Our findings were robust to analysis choices including those affecting the spatial frequency of our multivariate fMRI signals. There is active debate over best practices in preprocessing fMRI data for RSA, with some work supporting liberal spatial smoothing of raw data before analysis (Op de Beeck, 2010; Hendriks et al., 2017) and other work suggesting that excessive spatial smoothing can dampen signals of interest by reducing high-frequency components of the signal (Gardumi et al., 2016). Because we had no a priori predictions about the spatial scale of our signal, we repeated our full RSA on unsmoothed fMRI data, instead adding an additional smoothing step after RSA on the resulting coefficient maps. This analysis yielded very similar results to our original analysis (cf. Fig. 3-1, with Fig. 3), including similar shifting latent state effects in OFC (Fig. 3-1D, right, and Table 2). An ROI analysis applied to peak voxels for the shifting latent state regressor in our primary analysis (Table 1) that further emphasized high-frequency components of spatial pattern by using a prewhitening procedure (Walther et al., 2016) confirmed that OFC latent state representations were evident even when neural dissimilarity was restricted to high-spatial-frequency information (p < 0.05; Table 3).
The observed shifting latent state effects in OFC were not driven by relationships between additional explanatory variables included in the regression model because exclusion of other explanatory variables yielded very similar relationships (Table 3). It is noteworthy that this was not true of all clusters that survived whole-brain correction in our RSA; clusters identified in left superior parietal lobule and right occipital cortex were not related to the shifting latent state predictions in isolation (Table 3). Furthermore, the relationship between shifting latent state predictions and OFC patterns of activation was also robust to our assumptions about the exact timing of learning; a time-shifted version of the shifting latent state hypothesis matrix that assumed learning occurred immediately upon observing a trial outcome could also describe similarity patterns observed in right and left OFC (Table 3).

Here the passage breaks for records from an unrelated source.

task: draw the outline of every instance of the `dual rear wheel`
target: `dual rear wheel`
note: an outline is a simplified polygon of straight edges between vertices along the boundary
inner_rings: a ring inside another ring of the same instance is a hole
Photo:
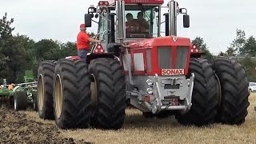
[[[121,128],[126,107],[122,70],[118,61],[107,58],[94,59],[89,66],[82,60],[42,62],[38,69],[39,117],[54,118],[61,129]]]

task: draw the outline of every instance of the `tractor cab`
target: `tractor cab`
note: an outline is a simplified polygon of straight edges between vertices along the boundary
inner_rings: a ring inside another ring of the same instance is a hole
[[[162,6],[163,2],[163,0],[100,1],[96,8],[89,7],[88,14],[85,14],[85,23],[87,27],[91,26],[92,21],[98,24],[98,33],[106,52],[110,43],[121,44],[161,37],[163,23],[166,24],[166,36],[177,35],[178,14],[184,14],[184,27],[190,26],[186,9],[179,9],[175,1],[170,1],[168,6]],[[168,12],[161,14],[162,9]],[[162,16],[166,18],[165,22],[162,22]],[[98,18],[98,22],[92,20],[93,18]]]

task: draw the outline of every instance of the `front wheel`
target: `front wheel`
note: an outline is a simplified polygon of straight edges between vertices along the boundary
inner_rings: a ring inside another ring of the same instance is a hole
[[[14,110],[26,110],[27,107],[27,96],[24,91],[16,91],[14,94]]]
[[[243,123],[250,105],[245,70],[238,62],[222,58],[215,60],[213,67],[222,87],[221,105],[216,117],[217,121],[230,125]]]
[[[206,59],[191,58],[189,76],[194,74],[192,106],[186,114],[176,114],[183,125],[203,126],[214,122],[218,106],[218,85],[211,65]]]

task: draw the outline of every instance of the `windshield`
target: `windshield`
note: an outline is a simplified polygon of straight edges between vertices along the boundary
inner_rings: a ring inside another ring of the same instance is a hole
[[[158,37],[158,6],[126,6],[126,38]]]
[[[256,83],[250,82],[249,84],[250,84],[250,86],[256,86]]]

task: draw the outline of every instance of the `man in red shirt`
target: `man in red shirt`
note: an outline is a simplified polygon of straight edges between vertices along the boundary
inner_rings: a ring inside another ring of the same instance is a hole
[[[100,43],[100,40],[90,38],[86,33],[86,26],[85,24],[80,25],[80,32],[77,37],[78,55],[82,59],[86,59],[87,53],[90,50],[90,42]]]

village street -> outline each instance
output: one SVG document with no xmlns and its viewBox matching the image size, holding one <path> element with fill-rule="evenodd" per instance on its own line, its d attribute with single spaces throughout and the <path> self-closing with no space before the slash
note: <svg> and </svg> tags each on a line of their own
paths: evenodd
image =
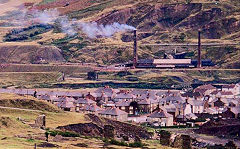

In summary, whereas we found a number of regions that showed rapidly changing representations during periods of uncertainty following a context change, these reset-like phenomena were due to dissociable computational explanations. Although a few regions were implicated in representing behavioral policy or CPP, most of these regions reflected RU and a smaller subset of regions including OFC were consistent with representing a latent state that is adjusted according to changes in context.
Discussion
Neural representations in rodent medial frontal cortex rapidly change during periods of uncertainty (Karlsson et al., 2012). Here, we demonstrate, in the context of a dynamic learning task, that such rapid representational changes are present in the BOLD signal in widespread cortical and subcortical regions. Furthermore, we show that these rapid representational changes are consistent with several different computational explanations, which could be teased apart by considering the similarity structure of nonadjacent trials through RSA.
Our analyses revealed distinct explanations for rapid representational changes in different brain regions. Focal representations of behavioral policy and CPP were identified in motor and visual cortex, respectively, whereas widespread representations of RU were observed throughout the brain. In addition, a small number of brain areas including the OFC had patterns of activation consistent with a form of shifting latent state representation that could speed disengagement from well learned responses in a changing context.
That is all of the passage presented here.